In contrast, Investor-State Dispute Settlement (ISDS) provisions allow companies to bring disputes against states directly. ISDS provisions are included in many bilateral and multilateral free trade agreements – including the North American Free Trade Agreement (NAFTA), and the Australia-Hong Kong Bilateral Investment Treaty under which Philip Morris has brought a dispute against Australia for its tobacco plain packaging laws. This week at Georgetown University, WHO Director-General Margaret Chan stated that this ISDS dispute has cost Australia more than $50 million. During this same speech, Director-General Chan noted the importance of countries being free to legislate to protect public health without fear of private companies launching legal action to protect their products.
No doubt following this experience, during the TPP negotiations Australia successfully led a campaign to exclude the tobacco industry from being able to use the TPP’s ISDS provisions. While an important win for public health measures in the Pacific Rim, the exact breadth of this exception is not yet clear. It is also not clear whether and how “public health” is included as an exception to ISDS in the TPP. As a result, other industries that have a profound impact on public health – such as pharmaceuticals, food, drink, coal, mining, and natural gas – may still be able to use ISDS provisions to dispute government legislative efforts to protect public health. Where to from here?

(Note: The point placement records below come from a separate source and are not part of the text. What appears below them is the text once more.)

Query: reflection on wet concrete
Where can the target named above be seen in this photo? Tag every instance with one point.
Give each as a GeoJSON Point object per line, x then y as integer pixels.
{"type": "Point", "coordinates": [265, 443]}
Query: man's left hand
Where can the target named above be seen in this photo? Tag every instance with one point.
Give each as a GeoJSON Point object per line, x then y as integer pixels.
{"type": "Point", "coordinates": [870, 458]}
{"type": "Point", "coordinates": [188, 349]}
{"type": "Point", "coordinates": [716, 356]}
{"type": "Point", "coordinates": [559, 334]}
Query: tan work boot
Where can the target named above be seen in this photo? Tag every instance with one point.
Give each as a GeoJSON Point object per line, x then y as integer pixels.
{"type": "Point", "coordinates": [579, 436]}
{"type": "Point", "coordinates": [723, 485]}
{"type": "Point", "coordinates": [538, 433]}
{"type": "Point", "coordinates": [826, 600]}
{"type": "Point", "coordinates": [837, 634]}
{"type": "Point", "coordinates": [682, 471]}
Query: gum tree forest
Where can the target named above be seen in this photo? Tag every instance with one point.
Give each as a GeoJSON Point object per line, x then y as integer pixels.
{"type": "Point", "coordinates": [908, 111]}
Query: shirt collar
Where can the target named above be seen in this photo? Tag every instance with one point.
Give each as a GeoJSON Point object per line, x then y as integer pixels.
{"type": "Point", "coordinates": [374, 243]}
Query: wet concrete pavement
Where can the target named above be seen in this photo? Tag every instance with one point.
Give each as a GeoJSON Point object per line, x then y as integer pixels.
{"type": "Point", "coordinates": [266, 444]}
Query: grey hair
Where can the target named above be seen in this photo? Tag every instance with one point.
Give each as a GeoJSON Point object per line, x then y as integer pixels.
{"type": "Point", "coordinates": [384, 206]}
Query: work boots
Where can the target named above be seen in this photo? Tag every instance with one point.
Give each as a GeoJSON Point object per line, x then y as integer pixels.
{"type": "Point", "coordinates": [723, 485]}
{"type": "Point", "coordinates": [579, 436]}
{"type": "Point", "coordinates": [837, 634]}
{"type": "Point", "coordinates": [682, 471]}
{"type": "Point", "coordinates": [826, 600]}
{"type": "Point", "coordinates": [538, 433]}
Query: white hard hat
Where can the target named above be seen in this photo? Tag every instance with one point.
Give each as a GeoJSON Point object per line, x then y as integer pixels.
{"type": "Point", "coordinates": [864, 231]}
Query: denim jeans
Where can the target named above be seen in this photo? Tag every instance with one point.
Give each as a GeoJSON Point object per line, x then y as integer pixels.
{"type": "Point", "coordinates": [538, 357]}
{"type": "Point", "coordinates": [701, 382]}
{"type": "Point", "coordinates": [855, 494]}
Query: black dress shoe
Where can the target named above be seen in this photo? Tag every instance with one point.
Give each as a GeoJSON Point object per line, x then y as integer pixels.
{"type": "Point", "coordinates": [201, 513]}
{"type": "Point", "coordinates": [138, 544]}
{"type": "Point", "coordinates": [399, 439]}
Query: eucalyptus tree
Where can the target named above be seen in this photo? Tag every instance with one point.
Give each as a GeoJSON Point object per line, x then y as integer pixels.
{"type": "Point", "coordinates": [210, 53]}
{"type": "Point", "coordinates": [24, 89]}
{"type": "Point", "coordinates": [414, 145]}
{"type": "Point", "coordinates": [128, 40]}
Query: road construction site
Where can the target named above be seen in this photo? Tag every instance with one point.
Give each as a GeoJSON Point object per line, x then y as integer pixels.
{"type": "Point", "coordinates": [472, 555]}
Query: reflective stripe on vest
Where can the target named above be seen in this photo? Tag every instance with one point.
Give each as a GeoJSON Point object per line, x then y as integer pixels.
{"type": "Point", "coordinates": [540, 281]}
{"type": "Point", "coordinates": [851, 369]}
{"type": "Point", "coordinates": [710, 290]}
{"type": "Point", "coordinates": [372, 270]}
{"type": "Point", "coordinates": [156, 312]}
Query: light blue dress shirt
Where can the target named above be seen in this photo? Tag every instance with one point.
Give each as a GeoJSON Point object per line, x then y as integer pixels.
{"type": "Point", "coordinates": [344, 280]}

Over the coming months, the 12 negotiating parties will commence their domestic processes to approve signing of the TPP. In the United States, this means Congressional approval – a process which is likely to extend into next year. With the forthcoming 2016 election, the TPP is likely to continue to feature in campaigning for party nominations and perhaps even the Presidential race itself. For now, we wait to see the finalized text itself: the culmination of an eight-year long negotiations process, conducted in secret, that will no doubt have a profound impact on global public health well beyond the Pacific Rim.
The views reflected in this expert column are those of the individual authors and do not necessarily represent those of the O’Neill Institute for National and Global Health Law or Georgetown University. This blog is solely informational in nature, and not intended as a substitute for competent legal advice from a licensed and retained attorney in your state or country.